NASA is reporting the first successful tests of its Deep Space Network modeled after Earth’s own Internet. Instead of using TCP/IP, however, the interplanetary communication network relies upon DTN (Disruption-Tolerant Networking) co-developed by none other than Google’s Vinton Cerf. As such, NASA’s network does not assume a continuous end-to-end connection — if a link is lost due to solar storms or a planetary eclipse, the communication node will store the information until the connection is re-established. So, what’s the big deal you rightly ask, after all, we’ve been (purposely) transmitting data to and from space for a half-century. As Leigh Torgerson, manager of NASA’s DTN Experiment Operations Center explains it:

“In space today, an operations team must manually schedule each link and generate all the commands to specify which data to send, when to send it, and where to send it. With standardized DTN, this can all be done automatically.”

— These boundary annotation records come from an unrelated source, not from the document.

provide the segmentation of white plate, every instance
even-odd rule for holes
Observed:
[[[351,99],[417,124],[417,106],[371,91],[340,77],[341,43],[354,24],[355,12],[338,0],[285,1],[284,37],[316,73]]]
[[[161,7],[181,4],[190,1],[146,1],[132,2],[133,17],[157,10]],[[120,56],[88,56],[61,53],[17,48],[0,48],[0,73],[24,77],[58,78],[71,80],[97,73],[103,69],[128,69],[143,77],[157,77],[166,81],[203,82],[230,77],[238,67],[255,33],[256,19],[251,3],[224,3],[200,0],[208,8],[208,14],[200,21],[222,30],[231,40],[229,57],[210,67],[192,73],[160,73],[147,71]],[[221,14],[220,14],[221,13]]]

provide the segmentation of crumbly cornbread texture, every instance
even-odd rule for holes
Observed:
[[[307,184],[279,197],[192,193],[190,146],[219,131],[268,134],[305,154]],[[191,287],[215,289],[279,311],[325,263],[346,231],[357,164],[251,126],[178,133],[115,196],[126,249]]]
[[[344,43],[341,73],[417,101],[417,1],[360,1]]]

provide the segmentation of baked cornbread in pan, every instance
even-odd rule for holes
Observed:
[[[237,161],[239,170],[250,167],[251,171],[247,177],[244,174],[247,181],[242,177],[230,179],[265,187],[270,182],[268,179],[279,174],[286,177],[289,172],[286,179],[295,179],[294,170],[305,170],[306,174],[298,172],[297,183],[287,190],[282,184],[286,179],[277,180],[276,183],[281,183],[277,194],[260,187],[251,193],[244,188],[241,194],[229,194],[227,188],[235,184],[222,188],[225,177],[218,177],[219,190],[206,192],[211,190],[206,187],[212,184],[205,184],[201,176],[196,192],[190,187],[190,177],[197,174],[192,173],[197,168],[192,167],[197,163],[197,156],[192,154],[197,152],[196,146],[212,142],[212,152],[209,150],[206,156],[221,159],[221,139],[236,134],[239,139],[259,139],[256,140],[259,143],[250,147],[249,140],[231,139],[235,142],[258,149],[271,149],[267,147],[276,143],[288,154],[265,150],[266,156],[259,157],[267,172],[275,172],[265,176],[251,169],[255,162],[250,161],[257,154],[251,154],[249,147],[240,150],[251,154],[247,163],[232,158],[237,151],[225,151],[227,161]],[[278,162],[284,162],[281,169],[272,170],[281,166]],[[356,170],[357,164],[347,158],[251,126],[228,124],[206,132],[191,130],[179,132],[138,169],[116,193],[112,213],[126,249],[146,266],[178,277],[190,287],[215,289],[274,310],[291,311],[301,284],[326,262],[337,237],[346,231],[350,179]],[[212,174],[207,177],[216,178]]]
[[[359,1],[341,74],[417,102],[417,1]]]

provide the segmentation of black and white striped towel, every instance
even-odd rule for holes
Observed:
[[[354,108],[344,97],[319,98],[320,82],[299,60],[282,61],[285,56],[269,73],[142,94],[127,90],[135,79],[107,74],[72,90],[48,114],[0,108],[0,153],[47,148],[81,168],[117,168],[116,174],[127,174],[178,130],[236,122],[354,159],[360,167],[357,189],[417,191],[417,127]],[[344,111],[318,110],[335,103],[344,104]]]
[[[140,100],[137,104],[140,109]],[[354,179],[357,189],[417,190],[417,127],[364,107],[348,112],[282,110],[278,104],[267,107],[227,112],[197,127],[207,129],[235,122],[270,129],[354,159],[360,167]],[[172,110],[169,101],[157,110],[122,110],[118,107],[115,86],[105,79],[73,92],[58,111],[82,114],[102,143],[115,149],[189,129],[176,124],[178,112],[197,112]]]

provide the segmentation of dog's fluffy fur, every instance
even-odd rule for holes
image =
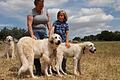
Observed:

Testing of the Deep Space Network began in October with twice-weekly communications between NASA’s Epoxi spacecraft (on a mission to rendezvous with Comet Hartley 2) and nine ground-based nodes meant to simulate Mars landers, orbiters, and operation centers. The International Space Station is scheduled to join the testing next summer. Although the nature of the data transmitted wasn’t specified, we can only presume that it was laced with Google ads for Mr. Lee’s Greater Hong Kong.